Foreign reserves slip in February 2018

Preliminary data showed that the country's gross international reserves level stood at $80.6 billion last month, lower than the $81.2 billion level recorded in January. File

MANILA, Philippines — The Philippines' dollar reserves dropped in February 2018 after these were used to pay the national government's debts and temper exchange rate fluctuations, the Bangko Sentral ng Pilipinas reported Wednesday.

Preliminary data showed that the country's gross international reserves level stood at $80.6 billion last month, lower than the $81.2 billion level recorded in January.

The BSP attributed the thinner foreign currency reserves to outflows arising from the central bank's foreign exchange operations, as well as debt payments made by the national government for its maturing foreign obligations.

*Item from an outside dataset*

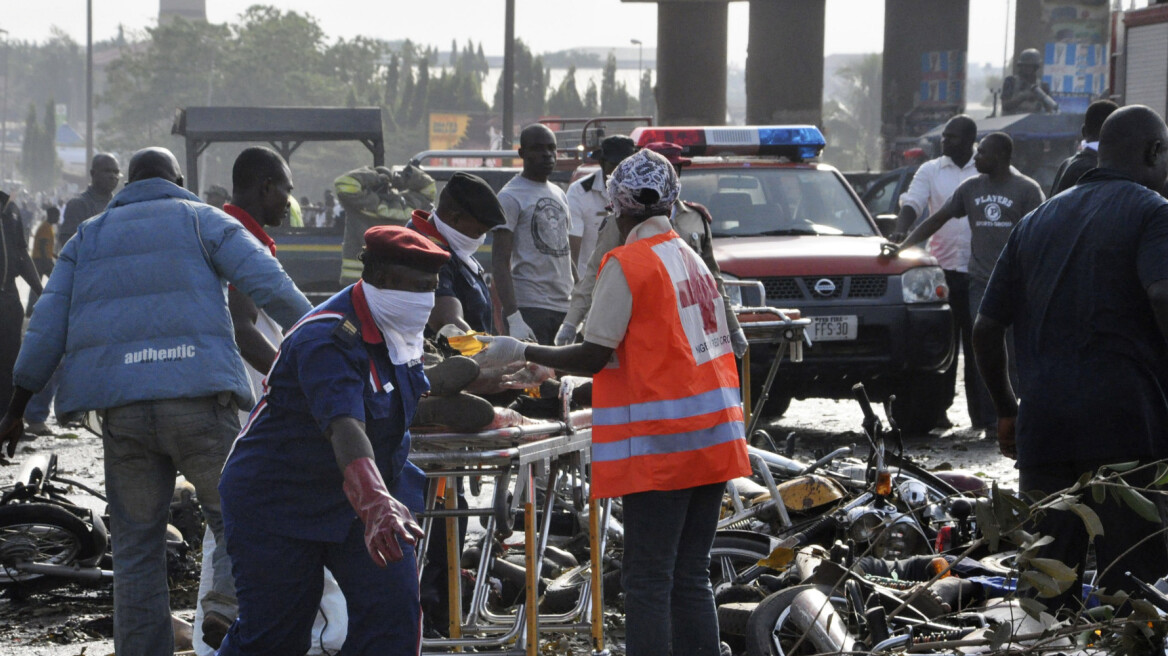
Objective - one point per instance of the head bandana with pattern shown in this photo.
(644, 171)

International reserves are composed of gold and central bank assets expressed in foreign currencies, among others.

The BSP last year said it was engaging in "tactical intervention" in the foreign exchange market, whereby reserve fund is sometimes tapped to buy or sell more units to prevent excessive volatility.

The central bank said the decline in dollar reserves last month was partially offset by dollar deposits held by the government, including proceeds from the Philippines' global bonds issuance and income from the BSP’s foreign exchange operations.

The end-February GIR level is enough to cover 8.2 months' worth of import payments, the monetary authority added.

The BSP said the latest GIR is "more than ample liquidity buffer" for the economy against external shocks.